Although he’s often overshadowed by similarly named Saint Anthony of Padua, this Egyptian saint is particularly important throughout southern Italy, and is the patron saint of butchers, domestic animals, basketmakers, and gravediggers; he also protects against skin diseases, especially shingles, known as “Fuoco di Sant’Antonio” (Fire of Saint Anthony) in Italy.
Born on January 12, AD 251, Saint Anthony the Abbot was a hermit who renounced his worldly possessions to follow Jesus and performed miracles throughout his life.
He’s considered the first to live a truly monastic lifestyle and during his 20 years in the desert, he was repeatedly tempted by the devil, persevering through prayer.
This aspect of the saint’s life is often portrayed in images of him with the devil at his feet.
Accounts of Anthony enduring supernatural temptation during his sojourn in the Eastern Desert of Egypt inspired the often-repeated subject of the temptation of Saint Anthony in Western art and literature.
Anthony maintained a very strict ascetic diet.
He consumed only bread, salt and water and never meat or wine.
He ate at most only once a day and sometimes fasted for two to four days.
Anthony was over 100 years old when he died in AD 356.
His disciples buried him in a secret place, but in AD 561 his remains were discovered, and his relics began a long journey from Alexandria to Constantinople, ending near Viennes in France in the 11th century.
In this place, a monastery dedicated to the saint was founded.
Today, Saint Anthony’s feast day is celebrated with processions, music and especially bonfires, which are lit and burn well into the night.
Though they take place across the whole nation, these festivities are particularly popular in central and southern Italy.
Perhaps the most famous bonfire festival is that of Fara Filiorum Petri in Abruzzo.
Cylindrical bundles of reeds are tied together with twigs of willow.

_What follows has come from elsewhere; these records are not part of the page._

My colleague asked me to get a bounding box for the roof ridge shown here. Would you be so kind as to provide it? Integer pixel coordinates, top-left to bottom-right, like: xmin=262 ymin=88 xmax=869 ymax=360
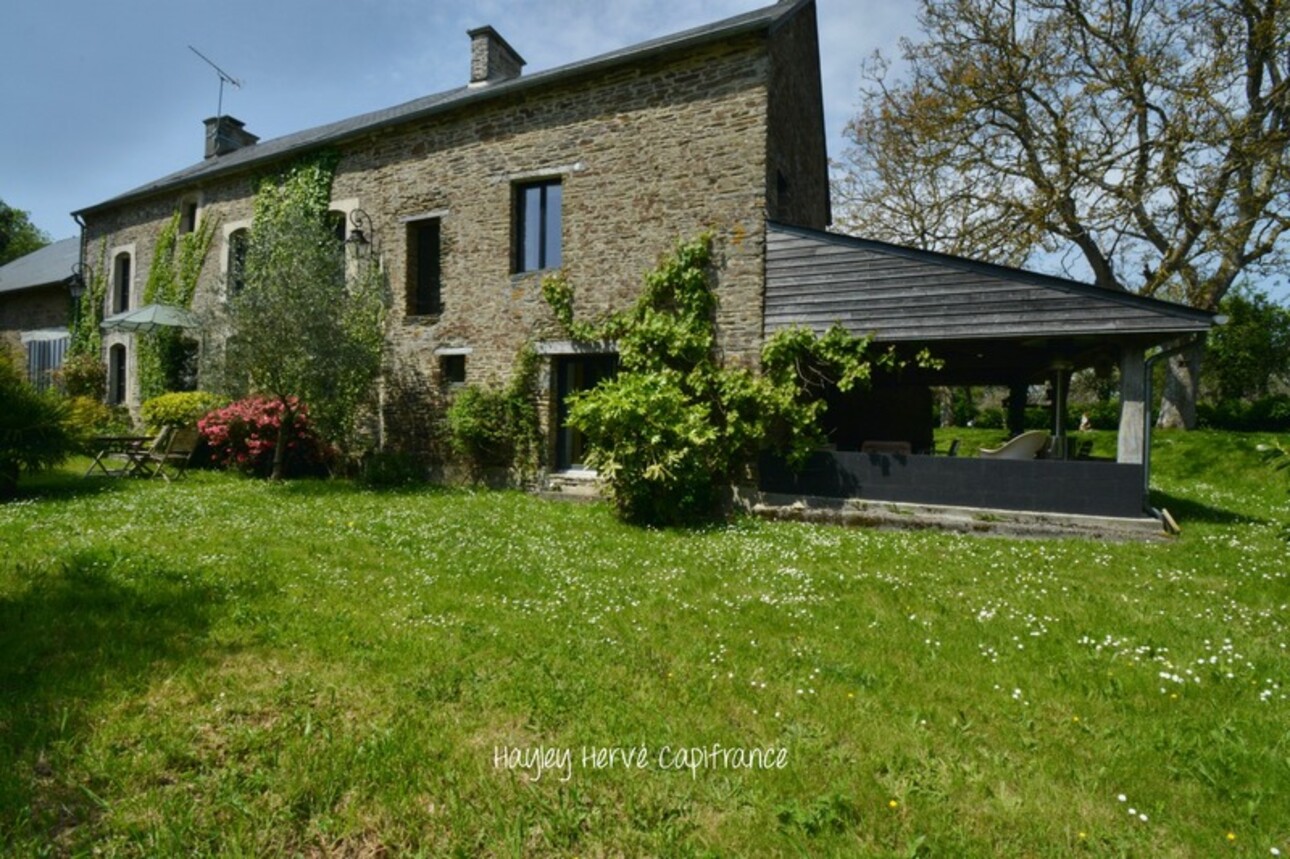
xmin=74 ymin=0 xmax=799 ymax=215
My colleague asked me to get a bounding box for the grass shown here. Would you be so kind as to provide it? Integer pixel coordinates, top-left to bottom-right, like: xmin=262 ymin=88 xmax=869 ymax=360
xmin=0 ymin=433 xmax=1290 ymax=856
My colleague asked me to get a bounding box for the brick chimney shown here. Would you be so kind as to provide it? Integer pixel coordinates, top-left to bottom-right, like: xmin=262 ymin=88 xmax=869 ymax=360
xmin=466 ymin=27 xmax=524 ymax=86
xmin=206 ymin=116 xmax=259 ymax=159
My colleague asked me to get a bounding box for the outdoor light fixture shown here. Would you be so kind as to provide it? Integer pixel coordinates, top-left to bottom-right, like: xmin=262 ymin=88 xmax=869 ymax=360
xmin=63 ymin=263 xmax=94 ymax=302
xmin=344 ymin=209 xmax=375 ymax=253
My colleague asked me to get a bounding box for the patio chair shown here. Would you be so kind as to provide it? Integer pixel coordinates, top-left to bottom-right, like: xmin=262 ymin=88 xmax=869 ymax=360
xmin=144 ymin=427 xmax=201 ymax=482
xmin=978 ymin=430 xmax=1049 ymax=459
xmin=124 ymin=427 xmax=174 ymax=477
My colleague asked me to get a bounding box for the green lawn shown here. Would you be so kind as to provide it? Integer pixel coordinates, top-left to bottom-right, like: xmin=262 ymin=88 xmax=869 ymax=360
xmin=0 ymin=433 xmax=1290 ymax=858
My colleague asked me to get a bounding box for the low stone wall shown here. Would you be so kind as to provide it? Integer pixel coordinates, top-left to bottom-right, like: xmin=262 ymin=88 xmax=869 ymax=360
xmin=760 ymin=451 xmax=1143 ymax=518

They can reach 10 metres in height and each district of the zone prepares their bundles during the summer months, so they remain dry.

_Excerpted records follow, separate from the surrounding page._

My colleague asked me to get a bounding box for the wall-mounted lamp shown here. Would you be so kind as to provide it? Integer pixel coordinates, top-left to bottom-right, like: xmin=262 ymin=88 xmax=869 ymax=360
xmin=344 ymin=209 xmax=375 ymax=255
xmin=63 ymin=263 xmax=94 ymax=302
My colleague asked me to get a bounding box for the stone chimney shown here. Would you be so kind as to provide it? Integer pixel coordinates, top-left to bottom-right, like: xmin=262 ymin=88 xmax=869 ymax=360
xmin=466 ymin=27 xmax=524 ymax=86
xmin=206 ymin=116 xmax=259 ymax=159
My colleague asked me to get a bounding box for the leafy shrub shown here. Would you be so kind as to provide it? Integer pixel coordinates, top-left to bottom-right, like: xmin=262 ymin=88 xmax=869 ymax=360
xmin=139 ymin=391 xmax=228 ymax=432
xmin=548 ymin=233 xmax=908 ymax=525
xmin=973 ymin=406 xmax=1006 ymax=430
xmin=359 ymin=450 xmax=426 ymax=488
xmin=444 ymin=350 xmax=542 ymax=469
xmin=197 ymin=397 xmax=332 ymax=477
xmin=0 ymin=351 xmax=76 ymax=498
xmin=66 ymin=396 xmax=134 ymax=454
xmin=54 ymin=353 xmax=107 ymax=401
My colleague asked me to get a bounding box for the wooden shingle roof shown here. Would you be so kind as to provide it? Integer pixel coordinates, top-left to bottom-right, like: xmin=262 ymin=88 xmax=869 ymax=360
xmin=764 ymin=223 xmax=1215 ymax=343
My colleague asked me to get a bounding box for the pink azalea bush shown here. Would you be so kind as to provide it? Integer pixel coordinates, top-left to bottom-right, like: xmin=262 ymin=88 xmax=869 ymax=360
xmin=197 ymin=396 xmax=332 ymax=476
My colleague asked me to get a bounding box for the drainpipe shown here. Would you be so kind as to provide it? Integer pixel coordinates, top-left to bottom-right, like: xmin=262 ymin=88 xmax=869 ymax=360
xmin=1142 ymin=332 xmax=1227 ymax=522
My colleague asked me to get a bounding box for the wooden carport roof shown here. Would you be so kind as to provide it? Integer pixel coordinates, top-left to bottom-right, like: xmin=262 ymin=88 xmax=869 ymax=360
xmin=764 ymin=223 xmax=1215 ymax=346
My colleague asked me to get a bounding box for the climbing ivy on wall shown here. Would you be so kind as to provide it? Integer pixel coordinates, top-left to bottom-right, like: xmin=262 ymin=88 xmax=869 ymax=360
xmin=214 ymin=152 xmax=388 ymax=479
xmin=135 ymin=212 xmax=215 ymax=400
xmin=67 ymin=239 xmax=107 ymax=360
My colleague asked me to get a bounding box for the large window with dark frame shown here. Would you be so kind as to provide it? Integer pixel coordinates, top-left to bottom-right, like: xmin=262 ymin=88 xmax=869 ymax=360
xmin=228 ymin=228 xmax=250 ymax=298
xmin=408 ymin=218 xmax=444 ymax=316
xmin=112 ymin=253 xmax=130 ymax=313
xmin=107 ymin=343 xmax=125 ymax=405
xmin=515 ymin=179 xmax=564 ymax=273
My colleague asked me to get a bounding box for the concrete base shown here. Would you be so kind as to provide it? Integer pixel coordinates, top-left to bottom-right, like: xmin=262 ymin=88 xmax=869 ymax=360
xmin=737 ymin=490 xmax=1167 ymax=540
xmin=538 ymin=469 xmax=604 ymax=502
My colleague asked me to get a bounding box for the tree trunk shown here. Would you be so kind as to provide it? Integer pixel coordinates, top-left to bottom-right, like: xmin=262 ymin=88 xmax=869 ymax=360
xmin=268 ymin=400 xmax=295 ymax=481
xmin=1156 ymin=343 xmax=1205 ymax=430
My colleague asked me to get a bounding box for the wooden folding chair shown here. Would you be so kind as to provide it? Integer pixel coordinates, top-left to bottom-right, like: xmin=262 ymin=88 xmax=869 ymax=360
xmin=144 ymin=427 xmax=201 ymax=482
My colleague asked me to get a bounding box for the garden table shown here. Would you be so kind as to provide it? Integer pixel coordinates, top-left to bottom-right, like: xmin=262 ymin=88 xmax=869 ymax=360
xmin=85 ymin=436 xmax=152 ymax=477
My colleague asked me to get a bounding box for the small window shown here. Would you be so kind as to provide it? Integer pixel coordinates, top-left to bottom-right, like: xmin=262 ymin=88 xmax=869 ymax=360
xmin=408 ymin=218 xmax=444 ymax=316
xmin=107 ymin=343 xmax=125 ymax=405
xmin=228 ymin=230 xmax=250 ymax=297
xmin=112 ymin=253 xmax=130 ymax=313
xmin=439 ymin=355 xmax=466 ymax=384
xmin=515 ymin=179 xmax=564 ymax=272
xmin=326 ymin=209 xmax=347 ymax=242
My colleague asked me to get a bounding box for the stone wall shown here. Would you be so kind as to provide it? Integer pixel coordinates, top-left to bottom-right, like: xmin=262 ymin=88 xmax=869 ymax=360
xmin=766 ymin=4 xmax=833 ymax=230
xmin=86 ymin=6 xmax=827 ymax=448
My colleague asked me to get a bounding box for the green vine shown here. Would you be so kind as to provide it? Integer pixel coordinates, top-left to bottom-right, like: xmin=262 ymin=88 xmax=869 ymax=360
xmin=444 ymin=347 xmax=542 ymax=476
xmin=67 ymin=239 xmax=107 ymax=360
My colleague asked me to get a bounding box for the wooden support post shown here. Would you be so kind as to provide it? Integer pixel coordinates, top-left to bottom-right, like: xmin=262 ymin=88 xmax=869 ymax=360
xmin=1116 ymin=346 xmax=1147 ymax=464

In the early afternoon of January 17, the inhabitants of the various villages tow the bundles to the local church.
Here the imposing columns of reeds are raised upright while accordion players sing an oration to the saint followed by the ceremonial lighting of the bonfires.
Meanwhile in Rome, Saint Anthony’s feast day is celebrated at the Church of Sant’Antonio Abate on the Esquiline Hill, and locals take their animals to be blessed in the nearby Church of Sant’Eusebio, in Piazza Vittorio.
Further south, the Sicilian town of Nicolosi pays homage to Saint Anthony with ceremonies which begin before dawn, when the monks repeat their vows of dedication to God and to the saint.
Set against the striking backdrop of Mount Etna, the festival is filled with parades and solemn ceremonies.
Saint Anthony the Abbot lived a life of solitude, but there’s no doubt his legacy still brings people together every year on January 17.